Digital platforms

Digital technologies are a central part of everyday research at DLR. Digitalisation not only enables more efficient processes, but also new forms of collaboration and communication. This is particularly true for design and production processes, which can be optimised by using digital methods and tools. Digital platforms connect skills, provide interfaces to high-performance computing and integrate development work.

The Institute of Software Technology provides the software expertise for working with digital data at the German Aerospace Center (DLR). With an eye on the potential of digitalisation, we develop platforms that connect different research disciplines at DLR. In this way, skills can be bundled, expertise shared and technical offerings implemented via digital platforms. Digital platforms provide low-threshold access to powerful computer clusters, high-performance computers or quantum computers. In addition, specialist institutes can use the platforms to offer their special software solutions to the whole of DLR. Our research contributes to the effective and efficient use of the developed platforms.

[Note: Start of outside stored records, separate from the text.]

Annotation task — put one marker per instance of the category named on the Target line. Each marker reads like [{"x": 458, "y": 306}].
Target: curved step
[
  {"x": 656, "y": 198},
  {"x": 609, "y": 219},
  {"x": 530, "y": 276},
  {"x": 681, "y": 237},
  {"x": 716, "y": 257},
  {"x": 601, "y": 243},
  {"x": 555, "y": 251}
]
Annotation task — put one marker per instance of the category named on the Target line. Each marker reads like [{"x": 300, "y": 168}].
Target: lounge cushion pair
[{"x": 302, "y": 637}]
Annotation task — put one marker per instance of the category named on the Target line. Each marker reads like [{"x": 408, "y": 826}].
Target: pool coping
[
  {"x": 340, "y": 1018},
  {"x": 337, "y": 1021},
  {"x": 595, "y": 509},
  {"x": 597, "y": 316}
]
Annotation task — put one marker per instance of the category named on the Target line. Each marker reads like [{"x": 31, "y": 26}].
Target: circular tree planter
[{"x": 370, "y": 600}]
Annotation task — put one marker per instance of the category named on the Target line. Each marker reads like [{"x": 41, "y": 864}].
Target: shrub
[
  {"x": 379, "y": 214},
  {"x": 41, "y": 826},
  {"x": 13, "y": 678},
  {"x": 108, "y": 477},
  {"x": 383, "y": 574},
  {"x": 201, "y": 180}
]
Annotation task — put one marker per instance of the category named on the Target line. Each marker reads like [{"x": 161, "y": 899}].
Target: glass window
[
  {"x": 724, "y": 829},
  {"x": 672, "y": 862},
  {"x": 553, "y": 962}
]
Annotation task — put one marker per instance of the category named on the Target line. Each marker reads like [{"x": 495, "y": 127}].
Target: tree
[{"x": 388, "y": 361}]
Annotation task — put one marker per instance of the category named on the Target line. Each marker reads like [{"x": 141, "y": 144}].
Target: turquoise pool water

Examples of digital platforms developed by the Institute of Software Technology:  

  • Geometry modelling and computer-aided design (CAD) play an important role in many of the research areas at DLR, for example in the design of components or digital twins in aerospace. As different as the applications are, the challenges in geometry modelling are often similar. The Institute of Software Technology is involved in the paraDiGMS project, which brings together and develops the geometry modelling expertise of 13 DLR institutes. The aim is to create a comprehensive open source tool landscape that enables joint, agile and requirements-driven development of methods for geometry modelling. With a user-friendly digital platform, our institute provides researchers inside and outside DLR with a tool to jointly develop complex interdisciplinary models in short development cycles.
  • Digital platforms also play a central role in the development of applications for quantum computers at DLR. Our institute is leading the development of a platform that opens up DLR's quantum computers with access software, a compiler for quantum circuits and a database of example applications. The aim of the CLIQUE project is to provide DLR institutes and facilities from all research areas with low-threshold access to the DLR quantum computers of the near future. The software platform coordinates the distributed execution of quantum algorithms on the users' classical computers, the DLR HPC systems and the DLR quantum computers.
  • The VisPlore project is developing a data analysis and visualisation platform. The aim is to establish a distributed software infrastructure within DLR that enables the efficient analysis of large scientific data sets using interactive visualisation methods. On the one hand, the quality of the data sets will be significantly improved during their generation. On the other hand, the management of data sets will be improved through distributed storage and transparent access. Finally, the use of these data resources will be enabled through local, interactive visualisation and connection to the high-performance infrastructure.